Let the 3 Plonk columns witnesses be $w_L, w_R$ and $w_O$, referring to left, right and output. Together with coefficients $c_L, c_R, c_O, c_M, c_S$ for left, right, output, multiplication and scalar, one can express generic arithmetic operations as $0 = c_L \cdot w_L + c_R \cdot w_R + c_O \cdot w_O + c_M \cdot w_L \cdot w_R + c_S$.
Coefficients act as binary selectors, except for the scalar coefficient that can be any constant. For example, additions can be represented by toggling off the multiplication selector $c_M$.
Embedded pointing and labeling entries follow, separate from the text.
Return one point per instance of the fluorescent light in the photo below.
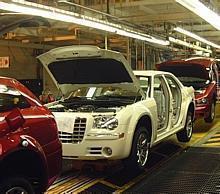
(35, 9)
(181, 42)
(199, 38)
(201, 10)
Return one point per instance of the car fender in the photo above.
(17, 142)
(189, 92)
(140, 112)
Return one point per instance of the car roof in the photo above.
(205, 62)
(150, 72)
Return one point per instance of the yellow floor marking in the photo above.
(67, 185)
(78, 190)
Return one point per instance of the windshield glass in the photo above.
(196, 83)
(11, 98)
(187, 70)
(102, 92)
(90, 71)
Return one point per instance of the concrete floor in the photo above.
(112, 178)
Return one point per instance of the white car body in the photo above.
(111, 135)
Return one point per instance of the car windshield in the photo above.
(11, 98)
(187, 70)
(195, 82)
(144, 82)
(102, 93)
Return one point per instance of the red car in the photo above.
(30, 151)
(202, 74)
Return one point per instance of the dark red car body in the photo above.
(33, 149)
(203, 74)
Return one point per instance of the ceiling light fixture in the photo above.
(25, 7)
(201, 10)
(187, 44)
(199, 38)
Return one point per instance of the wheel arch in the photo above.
(145, 121)
(191, 108)
(27, 163)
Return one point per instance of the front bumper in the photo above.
(97, 146)
(202, 111)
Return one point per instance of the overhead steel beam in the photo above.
(26, 45)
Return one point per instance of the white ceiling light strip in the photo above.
(29, 8)
(199, 38)
(201, 10)
(183, 43)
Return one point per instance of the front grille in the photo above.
(95, 150)
(78, 132)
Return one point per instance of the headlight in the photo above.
(202, 101)
(202, 91)
(105, 122)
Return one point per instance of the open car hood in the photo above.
(71, 67)
(184, 69)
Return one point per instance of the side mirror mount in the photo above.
(14, 119)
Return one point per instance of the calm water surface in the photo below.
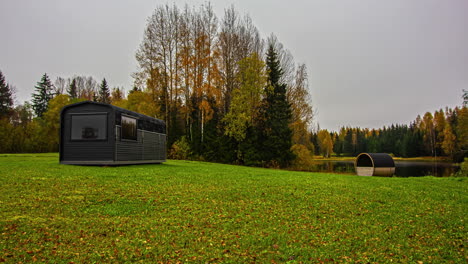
(403, 168)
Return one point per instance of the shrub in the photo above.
(180, 149)
(463, 172)
(304, 159)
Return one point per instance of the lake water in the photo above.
(402, 168)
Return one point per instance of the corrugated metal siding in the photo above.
(149, 146)
(82, 151)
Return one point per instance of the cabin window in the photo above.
(88, 126)
(129, 128)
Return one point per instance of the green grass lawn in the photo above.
(183, 211)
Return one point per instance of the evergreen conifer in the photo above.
(6, 98)
(42, 96)
(104, 92)
(277, 115)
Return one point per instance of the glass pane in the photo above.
(129, 128)
(89, 127)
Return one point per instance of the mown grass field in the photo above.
(183, 211)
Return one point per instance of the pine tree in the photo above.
(277, 115)
(72, 90)
(6, 98)
(104, 93)
(44, 93)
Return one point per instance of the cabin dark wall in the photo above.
(87, 150)
(149, 146)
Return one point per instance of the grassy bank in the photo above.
(204, 212)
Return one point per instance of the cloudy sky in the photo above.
(371, 63)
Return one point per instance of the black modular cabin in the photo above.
(94, 133)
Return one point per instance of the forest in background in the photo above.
(226, 95)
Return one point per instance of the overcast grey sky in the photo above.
(371, 62)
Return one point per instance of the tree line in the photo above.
(225, 93)
(443, 133)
Going back to the main motivation of the scheme, recall that we wanted to check that certain equations hold in a given set of numbers. Here’s where this claim starts to make sense. The total number of rows in the execution trace will give us a domain. That is, we define a mapping between each of the row indices of the execution trace and the elements of a multiplicative group $\mathbb{G}$ with as many elements as rows in the table. Two things to note here. First, if no such group exists we can pad with zeroes. Second, any multiplicative group has a generator $g$ whose powers generate the whole group. Then we can assign to each row a power of $g$. Why do we want to do this? Because this will be the set over which we want to check our equations: we can transform a claim about the elements of a group to a claim like “these properties hold for each of the rows of this table”. Interesting, right?